Here’s the problem I see with banking cells with a separate company. I’ve seen too many examples of companies refusing to use “x” that you got somewhere else because of [insert baloney reason]. Now, you know the reason is baloney and the company rep you’re talking to knows it’s baloney, but any attempt to explain the baloney-ness of it all is defeated with an apologetic, “Sorry, that’s just our policy.” So, I won’t be banking cells. I suppose guys that have plenty of cells to bank have little to lose except money. But, I’m a few HTs down the road and am very careful about my donor area.
At this time, I agree with you. I see no reason to bank cells with HairClone unless HairClone has a breathrough treatment to offer me at the same time.
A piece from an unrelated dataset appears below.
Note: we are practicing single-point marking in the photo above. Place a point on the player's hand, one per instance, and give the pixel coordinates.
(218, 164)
If I’m going to end up getting my hair back from Tsuji or Replicel then I’m sure they will bank cells for me. And HairClone can’t guarantee me that if I end up using Tsuji or Replicel to treat my hair loss either of them will be OK with working with HairClone to use my cells stored by HairClone. Replicel or Tsuji could posit that since the cells were not under total control of Replicel or Tsuji they do not want responsibility for whether or not the cells are viable.
The intention of starting the hair banking now is that we would use all the revenues from this to help fund acceleration of the development of the treatment. These patients by banking early would be first in line for treatment when it was available and we would be keeping them closely informed of our progress. As I mentioned before, we would also recognise the assistance that this group of people had given to development of the treatment by providing them a significant discount to the eventual treatment cost. We are attempting with HairClone to create a new concept in how treatments are developed, bringing together a very exclusive group of clinicians scientists and patents who will co-operate to greatly reduce the time taken bring the treatment to the clinic. From the outset, through various channels including this one, we have tried to be very open and pragmatic about our aims. We will certainly not introduce policies that would restrict patients and also, before we can begin this banking process we will need to obtain a license from the UK’s Human Tissue Authority. Before they will grant us such a license, we will definitely need to prove to them that we are in full control of the system and that the cryopreservation and storage does not affect cell viability and we are currently working hard to develop the required data.